Standard pipeline: analyzing 5K PBMC dataset from 10X genomics#

Introduction#

In this tutorial we will analyze single-cell ATAC-seq data from Peripheral blood mononuclear cells (PBMCs).

Import library and environment setup#

[1]:

import snapatac2 as snap

snap.__version__

[1]:

'2.1.3.1'

Download the fragment file.

[2]:

# Input files
fragment_file = snap.datasets.pbmc5k()
fragment_file

[2]:

PosixPath('/home/kaizhang/.cache/snapatac2/atac_pbmc_5k.tsv.gz')

Preprocessing#

We start off on data preprocessing by importing the fragment files and computing QC metric, which is achieved by calling the funciton import_data.

This function generates genome-wide TN5 insertion counts and stored the result in an AnnData object (Click here to learn more about SnapATAC2’s anndata implementation). During this process, various quality controls, such as TSS enrichment, the number of unique fragments per cell, will also be computed and stored in the anndata.

By default the AnnData object is created and stored in the computer memory. If the file parameter is provided, the AnnData object will be backed by a hdf5 file. In the “backed” mode, import_data will process the data by chunks and stream the result to the disk. As a result, only a small fixed amount of memory will be used. So it is advised to specify the file parameter when your input is large and memory is scarse. Note that analyzing data in “backed” mode is slightly slower than that in “memory” mode.

In this tutorial we will use the backed mode. To learn more about the differences between these two modes, click here.

[3]:

%%time
data = snap.pp.import_data(
    fragment_file,
    genome=snap.genome.hg38,
    file="pbmc.h5ad",
    sorted_by_barcode=False,
)
data

CPU times: user 11min 3s, sys: 33.7 s, total: 11min 37s
Wall time: 3min 13s

[3]:

AnnData object with n_obs x n_vars = 14227 x 0 backed at 'pbmc.h5ad'
    obs: 'tsse', 'n_fragment', 'frac_dup', 'frac_mito'
    uns: 'reference_sequences'
    obsm: 'insertion'

To identify usable/high-quality cells, we can plot TSS enrichment against number of unique fragments for each cell.

[4]:

snap.pl.tsse(data, interactive=False)

[4]:

The cells on the upper right corresponds to valid/high-quality cells, while the cells on the lower left corresponds to low-quality cells or empty dropblets. According to this plot, we decided to choose minimum TSS enrichment of 10 and minimum number of fragments of 5000 to filter the cells.

[5]:

%%time
snap.pp.filter_cells(data, min_counts=5000, min_tsse=10, max_counts=50000)
data

CPU times: user 18.8 s, sys: 2.71 s, total: 21.5 s
Wall time: 21.6 s

[5]:

AnnData object with n_obs x n_vars = 4544 x 0 backed at 'pbmc.h5ad'
    obs: 'tsse', 'n_fragment', 'frac_dup', 'frac_mito'
    uns: 'reference_sequences'
    obsm: 'insertion'

We next create a cell by bin matrix containing insertion counts across genome-wide 500-bp bins.

[6]:

%%time
snap.pp.add_tile_matrix(data)

CPU times: user 57.3 s, sys: 8.7 s, total: 1min 6s
Wall time: 41.8 s

We next perform feature selection to remove bins with low variability. The result is stored in data.var["selected"] and will be automatically picked up by relavent functions such as snap.pp.scrublet and snap.tl.spectral.

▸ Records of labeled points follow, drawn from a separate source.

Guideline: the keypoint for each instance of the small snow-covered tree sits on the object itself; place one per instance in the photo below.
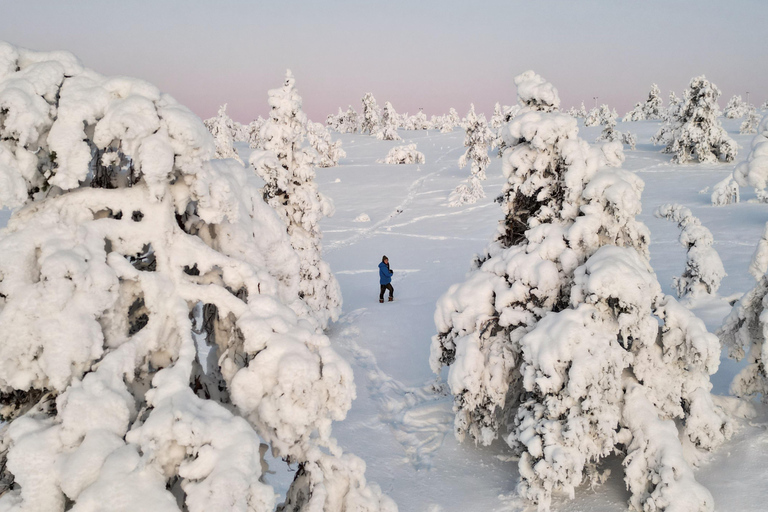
(636, 114)
(327, 149)
(750, 123)
(725, 192)
(735, 108)
(693, 131)
(290, 189)
(607, 119)
(407, 154)
(371, 121)
(652, 108)
(478, 140)
(128, 240)
(561, 339)
(703, 269)
(388, 130)
(221, 129)
(745, 330)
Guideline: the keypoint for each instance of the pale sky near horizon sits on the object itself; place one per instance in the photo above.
(430, 54)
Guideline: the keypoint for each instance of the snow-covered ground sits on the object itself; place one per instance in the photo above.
(401, 423)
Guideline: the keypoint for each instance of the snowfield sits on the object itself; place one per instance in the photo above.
(401, 423)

The default feature selection algorithm selects variable features. You can pass filter list to the function such as blacklist or whitelist. For example, pp.select_features(data, blacklist="blacklist.bed").

[7]:

snap.pp.select_features(data)

Doublet removal#

Here we apply a customized scrublet algorithm to identify potential doublets. Calling snap.pp.scrublet will assign a doublet score to each cell. We can then use snap.pp.call_doublets to get the doublet score threshold to identify potential doublets. The result can be plotted by snap.pl.scrublet.

[8]:

%%time
snap.pp.scrublet(data)

2022-11-10 20:48:36 - INFO - Simulating doublets...
2022-11-10 20:48:37 - INFO - Spectral embedding ...
2022-11-10 20:49:04 - INFO - Calculating doublet scores...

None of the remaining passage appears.